Artigo publicado na revista Visão Jurídica de nº 81.
A presunção de inocência é uma das mais importantes garantias do acusado, pois através dela este passa a ser sujeito de direitos dentro da própria relação processual, tendo em vista que, até que se prove o contrário, o réu é presumidamente inocente.
Destarte, o processo penal existe não só para castigar o delinqüente, como também para evitar que sejam castigados os inocentes.
Sobre o assunto, segue a lição de Rui Barbosa, citado por Adriano Almeida Fonseca (O princípio da presunção de inocência e sua repercussão infraconstitucional):
Não sigais os que argumentam com a grave das acusações, para se armarem de suspeita e execração contra os acusados. Como se, pelo contrário, quanto mais odiosa a acusação não houvesse o juiz de se precaver mais contra os acusadores, e menos perder de vista a presunção de inocência, comum a todos os réus, enquanto não liquidada a prova e reconhecido o delito.

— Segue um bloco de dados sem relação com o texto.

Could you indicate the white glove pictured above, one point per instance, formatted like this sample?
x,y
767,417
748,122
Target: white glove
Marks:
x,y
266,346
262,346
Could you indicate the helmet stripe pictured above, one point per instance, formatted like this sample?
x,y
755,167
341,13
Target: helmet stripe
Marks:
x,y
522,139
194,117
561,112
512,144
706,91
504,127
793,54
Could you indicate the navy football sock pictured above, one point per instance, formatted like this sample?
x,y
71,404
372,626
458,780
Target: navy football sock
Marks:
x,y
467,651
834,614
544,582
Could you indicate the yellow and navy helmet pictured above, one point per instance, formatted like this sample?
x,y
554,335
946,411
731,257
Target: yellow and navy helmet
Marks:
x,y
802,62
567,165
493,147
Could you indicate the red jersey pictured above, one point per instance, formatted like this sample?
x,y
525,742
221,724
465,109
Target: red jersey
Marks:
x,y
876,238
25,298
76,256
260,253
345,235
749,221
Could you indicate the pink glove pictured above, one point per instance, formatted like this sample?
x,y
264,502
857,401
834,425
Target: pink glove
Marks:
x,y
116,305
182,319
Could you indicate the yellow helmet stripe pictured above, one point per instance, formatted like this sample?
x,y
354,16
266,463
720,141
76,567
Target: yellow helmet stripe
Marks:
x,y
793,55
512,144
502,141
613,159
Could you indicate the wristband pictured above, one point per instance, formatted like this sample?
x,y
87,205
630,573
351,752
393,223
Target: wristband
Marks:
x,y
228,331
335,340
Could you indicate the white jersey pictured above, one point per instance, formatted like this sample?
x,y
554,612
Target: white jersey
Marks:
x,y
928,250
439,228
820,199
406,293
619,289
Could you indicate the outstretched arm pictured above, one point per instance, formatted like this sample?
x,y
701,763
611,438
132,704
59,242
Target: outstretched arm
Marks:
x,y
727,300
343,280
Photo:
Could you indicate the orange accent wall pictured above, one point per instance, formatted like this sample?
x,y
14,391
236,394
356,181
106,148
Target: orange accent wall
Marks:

Dentre as regras constitucionais derivadas da presunção de inocência, está a que o ônus da prova é do acusador (art. 5º, LVII). Assim, a Constituição Federal proíbe que o legislador ordinário inverta o ônus da prova, exigindo do acusado a prova da sua inocência, sob pena de condenação em caso de dúvida, fazendo com que o Ministério Público ou o querelante tenham que alegar e provar cabalmente que o réu praticou uma infração penal sem a presença de qualquer excludente de tipicidade, antijuridicidade ou culpabilidade.
Assim, não encontra guarida no ordenamento jurídico pátrio o entendimento doutrinário e jurisprudencial de que basta à acusação provar a tipicidade da conduta praticada pelo réu para que o mesmo seja condenado, inobstante haver dúvida razoável sobre uma excludente de antijuridicidade ou culpabilidade, pois tal dirimente decorreria de fato alegado pela defesa.
A dúvida sobre esta matéria defensiva não laboraria em favor do acusado, pois, como é sabido, a tipicidade é um indício da antijuridicidade, que seria presumida em face da ausência de prova em contrário.
Tal posicionamento é o mesmo que negar aplicação ao princípio in dubio pro reo, posto que a dúvida somente lhe favoreceria se estivesse relacionada com o fato que devesse ser provado pela acusação (tipicidade), havendo casos em que a dúvida seria favorável à defesa e outros em que seria favorável para a acusação.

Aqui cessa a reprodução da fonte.